= Centre Party (Sweden, 1924) =

Civilization Party election poster, 1924

The Centre Party (Centerpartiet), initially called Civilization Party (Civilisationspartiet), was a political party in Örebro, Sweden. The party was founded in 1924 by Dr. Nils August Nilsson. Dr. Nilsson frequently used the slogan "First class humans in a first class society", arguing in favour of "social gynecology". A long-time peace advocate connected to the International Peace Bureau, Dr. Nilsson promoted world language (Ido) and world culture.

The Civilization Party contested the 1924 parliamentary election and the 1926 municipal election with ballots carrying the title 'Workers Party/Social Democrats' and the subtitle 'Civilization Party'. These ballots carried Dr. Nilsson as the first candidate, but with prominent Social Democrats filling up the rest of the ballot. The concerned Social Democrats protested against Dr. Nilsson's move, as he had put them on the ballot without their consent. The Civilization Party obtained 447 votes in the municipal elections in Örebro in 1926. The party was able to get one member elected to the municipal council. The Centre Party contested the 1932 parliamentary election under its new name.

In 1933 the Centre Party issued a party programme, with 'National Socialist connotations'. The party published Centerbladet from 1933 to 1940. Dr. Nilsson was the editor of the publication. After Dr. Nilsson's death in 1940, the abortionist Dr. Olofsson took over as editor of Centerbladet. However, only two more issues were published of the magazine.

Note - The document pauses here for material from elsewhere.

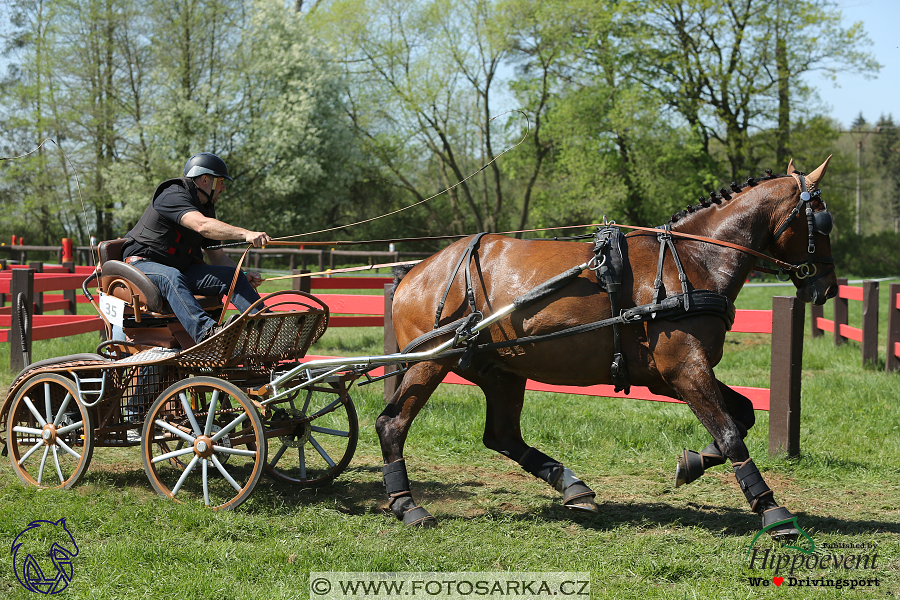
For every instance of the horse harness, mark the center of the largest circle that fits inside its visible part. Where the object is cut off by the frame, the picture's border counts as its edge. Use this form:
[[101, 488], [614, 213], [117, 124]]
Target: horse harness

In the summer of 1957, when the Farmers' League General Assembly sought to change its party name they opted for the name 'Centre Party'. However, it was discovered that the name had already been used by the Örebro grouplet. A delegation of the Farmers' League (including the national party secretary Gunnar Jonnergård) hastily travelled to Örebro to meet the registered representative of the seemingly defunct party to acquire the permission to take over the name.